I was wondering if there is a way to mark JpaRepository methods, to tell kotlin compiler that Test objects coming from these marked methods would have non-null testIdPk. I’ve looked at contracts, but it won’t work with interfaces.

I suggest 2 approaches to that:

@Entity
@Table(name = "test_table")
class Test {
	@Id
	@GeneratedValue(strategy = GenerationType.IDENTITY)
	val testIdPk: Long = 0
	
	var number: Int = 0
}

or:

@Entity
@Table(name = "test_table")
class Test(
	@Id
	@GeneratedValue(strategy = GenerationType.IDENTITY)
	val testIdPk: Long = 0,
	
	var number: Int = 0
)

Entity with id 0 is interpreted as one without identity.

As @madmax1028 says, for simple keys, I haven’t found a better wya than supplying a dummy value (e.g. 0, -1, or "").

For other fields, especially for references to other entities, you could instead use lateinit.

Neither approach is elegant, but seem to both work well enough in practice. (For the first, there’s often a natural value to use, but in general it doesn’t matter as your code will never see it when loading existing objects; and you wouldn’t bother setting it when creating new ones.)

Thanks a lot.
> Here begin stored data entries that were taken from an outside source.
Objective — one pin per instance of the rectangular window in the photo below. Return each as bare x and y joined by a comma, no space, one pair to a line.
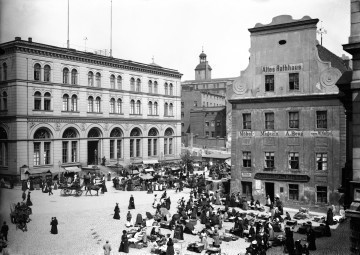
112,149
65,145
47,153
37,104
74,151
293,119
321,161
269,160
321,194
246,120
246,159
293,81
47,104
36,154
137,147
269,83
118,148
321,119
269,121
294,160
293,191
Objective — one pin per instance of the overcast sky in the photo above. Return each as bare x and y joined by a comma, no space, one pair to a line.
173,31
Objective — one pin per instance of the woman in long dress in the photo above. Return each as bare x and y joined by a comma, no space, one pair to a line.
117,212
124,245
131,203
53,224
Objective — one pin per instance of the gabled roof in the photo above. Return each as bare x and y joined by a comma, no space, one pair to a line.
328,56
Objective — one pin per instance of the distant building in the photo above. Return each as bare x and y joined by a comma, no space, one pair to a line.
289,122
63,108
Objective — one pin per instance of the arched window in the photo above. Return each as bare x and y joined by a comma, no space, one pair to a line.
166,88
119,105
37,100
91,79
152,142
74,77
66,102
98,104
47,71
112,105
138,85
42,147
150,86
3,148
70,146
4,102
132,84
150,108
90,104
74,103
47,101
112,81
116,143
65,75
171,87
156,109
171,109
155,87
37,72
132,107
98,80
168,142
166,109
135,143
4,71
119,81
138,107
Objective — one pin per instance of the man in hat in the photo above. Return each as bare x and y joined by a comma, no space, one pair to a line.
107,248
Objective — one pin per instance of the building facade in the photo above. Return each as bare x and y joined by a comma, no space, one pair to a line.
288,124
61,107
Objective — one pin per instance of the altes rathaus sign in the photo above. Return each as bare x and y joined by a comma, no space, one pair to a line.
282,68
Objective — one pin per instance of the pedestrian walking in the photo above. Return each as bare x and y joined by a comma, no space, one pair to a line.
107,248
5,230
54,224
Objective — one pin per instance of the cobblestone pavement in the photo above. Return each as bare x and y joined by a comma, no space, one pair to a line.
86,222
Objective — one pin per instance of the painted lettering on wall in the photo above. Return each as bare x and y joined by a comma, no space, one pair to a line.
282,68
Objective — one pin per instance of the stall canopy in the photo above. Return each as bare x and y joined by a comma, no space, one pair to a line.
72,169
150,161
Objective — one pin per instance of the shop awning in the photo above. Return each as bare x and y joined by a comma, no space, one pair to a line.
150,161
38,171
72,169
217,156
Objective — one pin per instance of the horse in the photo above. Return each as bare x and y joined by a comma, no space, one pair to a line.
90,187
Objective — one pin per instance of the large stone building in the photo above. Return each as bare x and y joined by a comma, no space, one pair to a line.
289,124
62,107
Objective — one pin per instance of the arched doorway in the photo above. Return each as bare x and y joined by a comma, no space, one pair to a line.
94,146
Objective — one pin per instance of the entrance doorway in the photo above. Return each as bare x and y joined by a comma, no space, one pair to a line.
93,152
247,189
269,190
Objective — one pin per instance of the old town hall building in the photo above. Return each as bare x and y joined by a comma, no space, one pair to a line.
289,124
62,107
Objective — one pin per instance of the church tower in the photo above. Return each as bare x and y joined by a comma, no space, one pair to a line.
203,70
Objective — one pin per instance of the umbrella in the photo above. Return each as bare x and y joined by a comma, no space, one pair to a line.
149,215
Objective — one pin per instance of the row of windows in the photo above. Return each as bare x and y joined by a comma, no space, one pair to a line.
42,149
293,117
293,160
293,82
115,82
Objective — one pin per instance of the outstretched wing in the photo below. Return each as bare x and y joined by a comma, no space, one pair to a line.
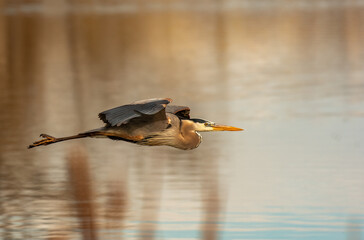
182,112
123,114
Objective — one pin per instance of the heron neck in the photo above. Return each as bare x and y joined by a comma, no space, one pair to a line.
190,138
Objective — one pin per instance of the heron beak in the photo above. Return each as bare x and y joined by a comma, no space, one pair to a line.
225,128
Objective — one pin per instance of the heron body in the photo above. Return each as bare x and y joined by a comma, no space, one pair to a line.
149,122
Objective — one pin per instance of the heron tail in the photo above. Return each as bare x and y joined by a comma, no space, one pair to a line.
50,140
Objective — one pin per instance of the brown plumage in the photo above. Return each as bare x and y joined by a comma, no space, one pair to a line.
149,122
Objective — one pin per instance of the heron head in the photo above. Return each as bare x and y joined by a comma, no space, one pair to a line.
201,125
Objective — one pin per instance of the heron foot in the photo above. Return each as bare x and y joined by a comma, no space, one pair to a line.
48,140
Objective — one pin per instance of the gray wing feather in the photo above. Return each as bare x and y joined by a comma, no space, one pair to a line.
123,114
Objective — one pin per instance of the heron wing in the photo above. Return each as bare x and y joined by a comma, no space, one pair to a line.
123,114
182,112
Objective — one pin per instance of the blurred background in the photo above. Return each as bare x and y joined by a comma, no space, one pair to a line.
291,73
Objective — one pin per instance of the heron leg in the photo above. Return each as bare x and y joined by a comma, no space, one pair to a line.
48,140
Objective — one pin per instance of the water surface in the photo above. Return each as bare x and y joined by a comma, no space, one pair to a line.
289,73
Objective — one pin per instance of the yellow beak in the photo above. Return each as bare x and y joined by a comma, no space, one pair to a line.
225,128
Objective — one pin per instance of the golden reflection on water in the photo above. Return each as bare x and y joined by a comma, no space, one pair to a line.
289,72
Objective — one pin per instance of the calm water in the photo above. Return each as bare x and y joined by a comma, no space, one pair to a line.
289,72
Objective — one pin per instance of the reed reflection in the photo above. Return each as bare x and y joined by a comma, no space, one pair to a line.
274,66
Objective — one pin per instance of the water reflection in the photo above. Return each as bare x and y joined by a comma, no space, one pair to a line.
289,72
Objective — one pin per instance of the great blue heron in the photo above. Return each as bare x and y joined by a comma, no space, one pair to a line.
149,122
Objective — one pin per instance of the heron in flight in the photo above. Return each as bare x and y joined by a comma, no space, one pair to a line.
149,122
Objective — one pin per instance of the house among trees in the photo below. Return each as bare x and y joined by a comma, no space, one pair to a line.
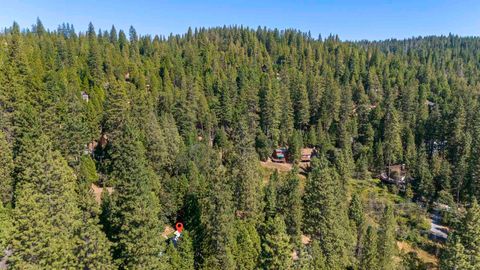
394,174
85,96
279,155
307,154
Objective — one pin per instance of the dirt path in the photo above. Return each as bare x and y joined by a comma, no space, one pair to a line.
437,231
281,167
424,256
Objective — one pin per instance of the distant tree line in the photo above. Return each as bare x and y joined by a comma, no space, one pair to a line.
184,120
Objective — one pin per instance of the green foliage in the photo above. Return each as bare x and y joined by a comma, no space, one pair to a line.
276,247
134,215
386,238
323,211
180,119
6,227
6,169
295,144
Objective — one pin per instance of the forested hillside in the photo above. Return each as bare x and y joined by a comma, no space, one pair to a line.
175,128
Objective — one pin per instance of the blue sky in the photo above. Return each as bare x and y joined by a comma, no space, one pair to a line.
351,20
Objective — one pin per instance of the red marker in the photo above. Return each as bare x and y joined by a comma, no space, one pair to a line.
179,227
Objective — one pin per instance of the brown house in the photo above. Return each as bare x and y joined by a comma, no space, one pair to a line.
394,174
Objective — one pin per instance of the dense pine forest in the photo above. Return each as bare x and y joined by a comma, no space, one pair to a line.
179,129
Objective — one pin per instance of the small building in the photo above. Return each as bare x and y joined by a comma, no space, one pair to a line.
307,154
279,155
85,96
103,140
429,103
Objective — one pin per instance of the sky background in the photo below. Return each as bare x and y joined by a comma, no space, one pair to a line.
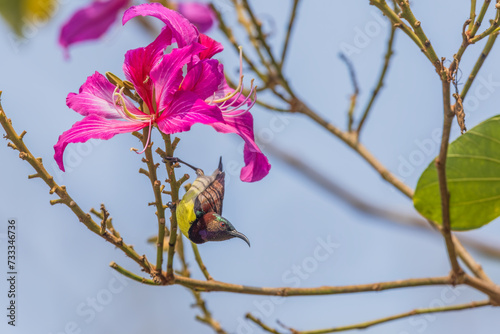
63,267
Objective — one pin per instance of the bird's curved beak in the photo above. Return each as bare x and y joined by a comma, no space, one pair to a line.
240,235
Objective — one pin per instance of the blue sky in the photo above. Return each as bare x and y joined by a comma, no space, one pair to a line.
65,284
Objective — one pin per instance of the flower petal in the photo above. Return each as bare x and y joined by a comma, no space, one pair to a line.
204,78
212,45
256,164
168,74
182,30
186,110
92,127
90,22
139,62
198,14
96,98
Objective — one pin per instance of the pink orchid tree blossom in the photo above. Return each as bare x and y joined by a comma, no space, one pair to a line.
176,90
94,20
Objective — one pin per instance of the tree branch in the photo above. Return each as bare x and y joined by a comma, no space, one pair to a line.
367,324
213,285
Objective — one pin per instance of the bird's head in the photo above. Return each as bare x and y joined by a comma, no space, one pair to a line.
218,228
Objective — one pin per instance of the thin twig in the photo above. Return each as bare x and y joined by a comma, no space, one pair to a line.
289,32
480,17
174,193
131,275
160,209
479,63
472,16
381,78
317,291
411,313
443,185
261,324
201,265
354,95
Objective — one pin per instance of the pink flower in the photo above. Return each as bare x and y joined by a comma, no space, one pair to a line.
92,21
176,90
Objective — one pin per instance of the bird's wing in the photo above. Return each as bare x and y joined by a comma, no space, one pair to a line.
210,199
Somehow I was convinced that it needs to be null.

Some info on why does this work if someone else lands here:

Looking into org.springframework.data.repository.core.support.AbstractEntityInformation

there’s a method used to determine if the entity is new:

	public boolean isNew(T entity) {

		ID id = getId(entity);
		Class<ID> idType = getIdType();

		if (!idType.isPrimitive()) {
			return id == null;
		}

		if (id instanceof Number) {
			return ((Number) id).longValue() == 0L;
		}

		throw new IllegalArgumentException(String.format("Unsupported primitive id type %s!", idType));
	}

So if I understand this correctly, in Kotlin:
val testIdPk: Long = 0 would work, since here Long would be converted to primitive long,

but:
val testIdPk: Long? = 0 would fail, since the first check id == null would be in effect (so it would actually save the entity with id set to 0).

No, Long?, or Java’s java.lang.Long type, is not a primitive, but a normal class.